Category Archives: XML

Java: Properly Indenting XML String

PROBLEM

Let’s assume we want to perform a pretty print on the following XML string:-

<root>
   
<name>Coco Puff</name>
        <total>10</total>    </root>

We have the following code to create a formatted XML string:-

String xml = "<root>" +
             "\n   " +
             "\n<name>Coco Puff</name>" +
             "\n        <total>10</total>    </root>";

try {
    Transformer transformer = TransformerFactory.newInstance().newTransformer();
    transformer.setOutputProperty(OutputKeys.ENCODING, "UTF-8");
    transformer.setOutputProperty(OutputKeys.OMIT_XML_DECLARATION, "yes");
    transformer.setOutputProperty(OutputKeys.INDENT, "yes");
    transformer.setOutputProperty("{http://xml.apache.org/xslt}indent-amount", "4");

    StringWriter stringWriter = new StringWriter();
    StreamResult streamResult = new StreamResult(stringWriter);

    transformer.transform(new StringSource(xml), streamResult);

    System.out.println(stringWriter.toString());
}
catch (Exception e) {
    e.printStackTrace();
}

However, the generated output looks like just the original XML string:-

<root>
   
<name>Coco Puff</name>
        <total>10</total>    </root>

Why?

SOLUTION

You may think the above code is wrong, but it is not.
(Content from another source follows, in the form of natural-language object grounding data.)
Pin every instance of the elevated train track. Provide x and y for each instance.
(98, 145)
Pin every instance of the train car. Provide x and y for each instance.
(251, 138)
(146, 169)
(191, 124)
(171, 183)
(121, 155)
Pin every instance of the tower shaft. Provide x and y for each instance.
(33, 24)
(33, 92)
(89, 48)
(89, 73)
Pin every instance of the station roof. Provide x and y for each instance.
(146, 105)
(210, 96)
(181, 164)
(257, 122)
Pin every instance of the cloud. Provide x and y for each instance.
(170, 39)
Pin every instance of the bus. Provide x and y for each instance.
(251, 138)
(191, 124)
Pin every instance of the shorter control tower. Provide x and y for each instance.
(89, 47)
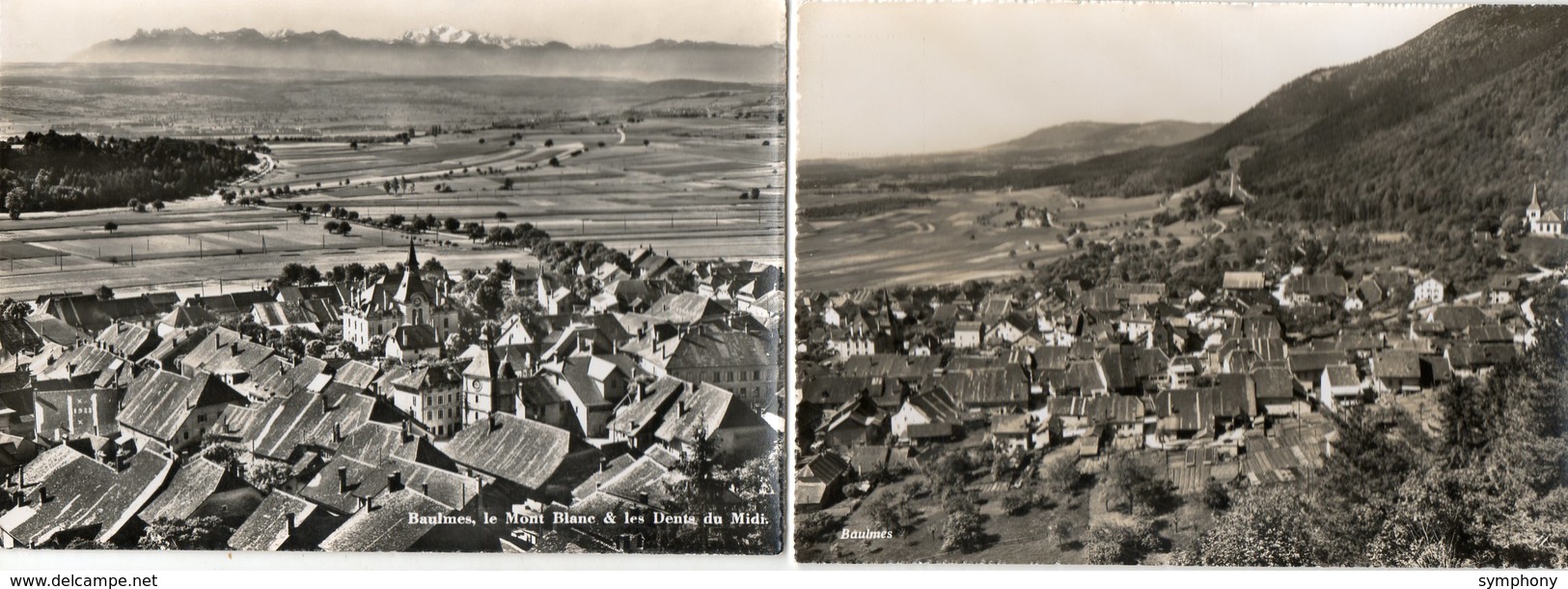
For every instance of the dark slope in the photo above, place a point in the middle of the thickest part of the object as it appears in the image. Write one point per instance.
(1457, 122)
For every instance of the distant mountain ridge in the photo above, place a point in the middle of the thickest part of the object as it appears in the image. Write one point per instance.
(1106, 137)
(1447, 130)
(446, 50)
(1048, 147)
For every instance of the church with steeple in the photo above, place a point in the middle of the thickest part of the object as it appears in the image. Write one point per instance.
(1543, 222)
(409, 310)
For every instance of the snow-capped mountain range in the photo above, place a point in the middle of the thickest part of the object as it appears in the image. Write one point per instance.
(446, 50)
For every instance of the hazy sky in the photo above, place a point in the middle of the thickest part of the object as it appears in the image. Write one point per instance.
(52, 30)
(902, 79)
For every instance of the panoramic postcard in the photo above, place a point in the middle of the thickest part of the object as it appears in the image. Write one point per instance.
(393, 275)
(1203, 285)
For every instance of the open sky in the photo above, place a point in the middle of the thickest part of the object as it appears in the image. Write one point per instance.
(52, 30)
(928, 77)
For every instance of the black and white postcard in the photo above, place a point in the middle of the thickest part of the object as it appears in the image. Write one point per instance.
(393, 275)
(1183, 285)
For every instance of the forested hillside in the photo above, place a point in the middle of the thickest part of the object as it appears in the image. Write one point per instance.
(52, 172)
(1447, 129)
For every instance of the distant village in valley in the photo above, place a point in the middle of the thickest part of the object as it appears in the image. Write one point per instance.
(597, 401)
(1088, 415)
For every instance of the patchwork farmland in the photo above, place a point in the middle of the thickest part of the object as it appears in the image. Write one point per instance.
(670, 184)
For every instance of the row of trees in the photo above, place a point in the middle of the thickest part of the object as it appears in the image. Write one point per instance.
(52, 172)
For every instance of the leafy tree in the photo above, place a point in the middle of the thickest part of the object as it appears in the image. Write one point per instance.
(267, 475)
(16, 202)
(201, 533)
(963, 533)
(891, 516)
(1121, 543)
(499, 235)
(1267, 528)
(1015, 503)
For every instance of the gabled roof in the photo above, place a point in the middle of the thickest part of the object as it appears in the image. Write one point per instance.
(83, 493)
(1242, 280)
(306, 418)
(55, 330)
(158, 403)
(414, 338)
(267, 528)
(225, 352)
(356, 376)
(685, 308)
(185, 316)
(825, 466)
(1197, 408)
(526, 453)
(1004, 385)
(92, 315)
(1341, 376)
(677, 410)
(1274, 385)
(17, 336)
(82, 410)
(386, 528)
(193, 483)
(276, 315)
(1396, 365)
(1314, 361)
(231, 302)
(1116, 408)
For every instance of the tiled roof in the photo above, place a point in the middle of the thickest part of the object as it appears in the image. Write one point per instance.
(193, 483)
(522, 451)
(85, 493)
(158, 403)
(386, 528)
(267, 528)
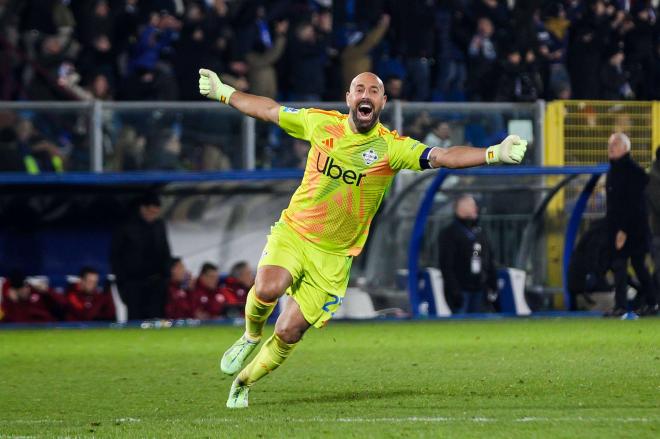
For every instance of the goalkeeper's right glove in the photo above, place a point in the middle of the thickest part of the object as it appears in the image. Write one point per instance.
(511, 150)
(212, 87)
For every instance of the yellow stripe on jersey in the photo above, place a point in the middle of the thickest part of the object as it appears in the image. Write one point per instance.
(345, 178)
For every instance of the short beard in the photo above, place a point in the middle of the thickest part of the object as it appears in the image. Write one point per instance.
(364, 129)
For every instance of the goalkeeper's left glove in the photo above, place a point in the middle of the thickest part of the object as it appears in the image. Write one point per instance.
(213, 88)
(511, 150)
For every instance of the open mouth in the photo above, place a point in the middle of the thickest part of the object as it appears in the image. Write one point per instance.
(365, 110)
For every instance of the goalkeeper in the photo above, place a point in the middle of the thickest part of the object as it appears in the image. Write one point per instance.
(351, 162)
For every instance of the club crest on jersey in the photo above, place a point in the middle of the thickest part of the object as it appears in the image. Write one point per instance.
(369, 156)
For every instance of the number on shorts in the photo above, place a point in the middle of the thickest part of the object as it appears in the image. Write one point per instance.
(335, 300)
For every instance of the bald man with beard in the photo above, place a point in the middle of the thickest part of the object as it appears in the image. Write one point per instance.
(351, 163)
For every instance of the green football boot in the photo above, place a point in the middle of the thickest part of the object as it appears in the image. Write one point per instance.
(233, 359)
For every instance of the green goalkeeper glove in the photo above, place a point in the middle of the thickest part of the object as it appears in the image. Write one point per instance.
(212, 87)
(511, 150)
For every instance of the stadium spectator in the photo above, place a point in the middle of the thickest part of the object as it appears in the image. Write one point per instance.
(86, 301)
(552, 38)
(628, 225)
(482, 63)
(414, 44)
(394, 88)
(39, 154)
(614, 83)
(356, 57)
(207, 299)
(306, 62)
(262, 75)
(653, 196)
(466, 259)
(440, 135)
(179, 304)
(25, 303)
(453, 39)
(150, 49)
(140, 258)
(589, 37)
(236, 286)
(520, 80)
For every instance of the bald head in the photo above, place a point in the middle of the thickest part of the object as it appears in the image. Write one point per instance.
(618, 146)
(365, 99)
(368, 79)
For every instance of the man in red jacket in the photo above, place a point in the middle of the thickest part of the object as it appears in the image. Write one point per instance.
(179, 305)
(86, 301)
(208, 301)
(24, 303)
(236, 287)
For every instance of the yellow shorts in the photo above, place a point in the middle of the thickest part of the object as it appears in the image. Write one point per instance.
(319, 278)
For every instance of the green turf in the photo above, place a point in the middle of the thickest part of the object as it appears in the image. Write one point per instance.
(521, 378)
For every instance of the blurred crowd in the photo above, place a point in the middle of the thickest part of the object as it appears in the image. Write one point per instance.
(297, 50)
(210, 295)
(308, 50)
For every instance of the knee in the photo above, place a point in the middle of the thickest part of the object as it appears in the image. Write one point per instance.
(268, 290)
(289, 333)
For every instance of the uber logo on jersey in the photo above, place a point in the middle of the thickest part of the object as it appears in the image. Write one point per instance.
(336, 172)
(369, 156)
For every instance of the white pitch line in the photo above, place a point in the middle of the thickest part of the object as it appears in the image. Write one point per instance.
(436, 419)
(411, 419)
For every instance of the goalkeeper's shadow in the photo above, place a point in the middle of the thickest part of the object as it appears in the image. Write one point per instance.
(363, 395)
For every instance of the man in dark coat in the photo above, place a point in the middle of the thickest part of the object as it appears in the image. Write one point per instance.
(653, 195)
(140, 258)
(628, 226)
(466, 259)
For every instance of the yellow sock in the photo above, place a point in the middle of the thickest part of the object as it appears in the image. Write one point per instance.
(256, 314)
(270, 357)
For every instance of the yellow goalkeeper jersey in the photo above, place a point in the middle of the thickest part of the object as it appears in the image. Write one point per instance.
(345, 178)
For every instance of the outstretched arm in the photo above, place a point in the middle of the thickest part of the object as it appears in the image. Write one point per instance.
(511, 150)
(259, 107)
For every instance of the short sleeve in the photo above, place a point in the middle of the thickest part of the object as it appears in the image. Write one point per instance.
(295, 122)
(407, 153)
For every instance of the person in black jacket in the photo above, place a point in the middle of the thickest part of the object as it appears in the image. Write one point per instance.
(628, 225)
(140, 258)
(466, 259)
(653, 197)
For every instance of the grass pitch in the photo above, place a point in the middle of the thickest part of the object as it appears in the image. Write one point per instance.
(510, 378)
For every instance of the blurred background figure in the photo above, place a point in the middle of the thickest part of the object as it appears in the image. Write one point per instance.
(208, 302)
(86, 301)
(179, 300)
(140, 258)
(466, 259)
(26, 303)
(236, 286)
(653, 196)
(439, 136)
(628, 225)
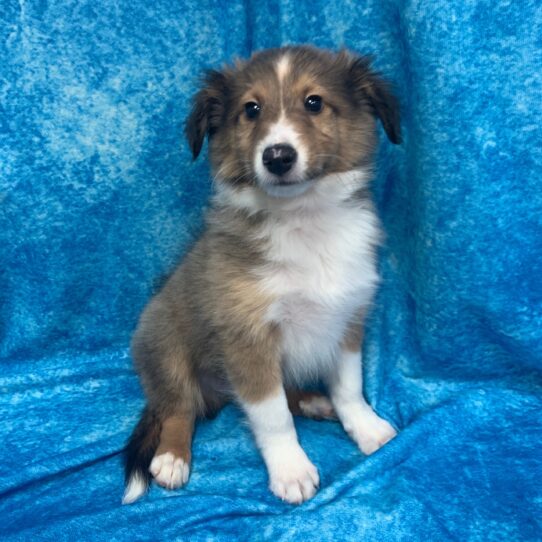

Based on the DOM specification, whitespaces outside the tags are perfectly valid and they are properly preserved. To remove them, we can use XPath’s normalize-space to locate all the whitespace nodes and remove them first.

String xml = "<root>" +
             "\n   " +
             "\n<name>Coco Puff</name>" +
             "\n        <total>10</total>    </root>";

try {
    Document document = DocumentBuilderFactory.newInstance()
            .newDocumentBuilder()
            .parse(new InputSource(new ByteArrayInputStream(xml.getBytes("utf-8"))));

    XPath xPath = XPathFactory.newInstance().newXPath();
    NodeList nodeList = (NodeList) xPath.evaluate("//text()[normalize-space()='']",
                                                  document,
                                                  XPathConstants.NODESET);

    for (int i = 0; i < nodeList.getLength(); ++i) {
        Node node = nodeList.item(i);
        node.getParentNode().removeChild(node);
    }

    Transformer transformer = TransformerFactory.newInstance().newTransformer();
    transformer.setOutputProperty(OutputKeys.ENCODING, "UTF-8");
    transformer.setOutputProperty(OutputKeys.OMIT_XML_DECLARATION, "yes");
    transformer.setOutputProperty(OutputKeys.INDENT, "yes");
    transformer.setOutputProperty("{http://xml.apache.org/xslt}indent-amount", "4");

    StringWriter stringWriter = new StringWriter();
    StreamResult streamResult = new StreamResult(stringWriter);

    transformer.transform(new DOMSource(document), streamResult);

    System.out.println(stringWriter.toString());
}
catch (Exception e) {
    e.printStackTrace();
}

When we run the above code, we will get the intended output:-

<root>
    <name>Coco Puff</name>
    <total>10</total>
</root>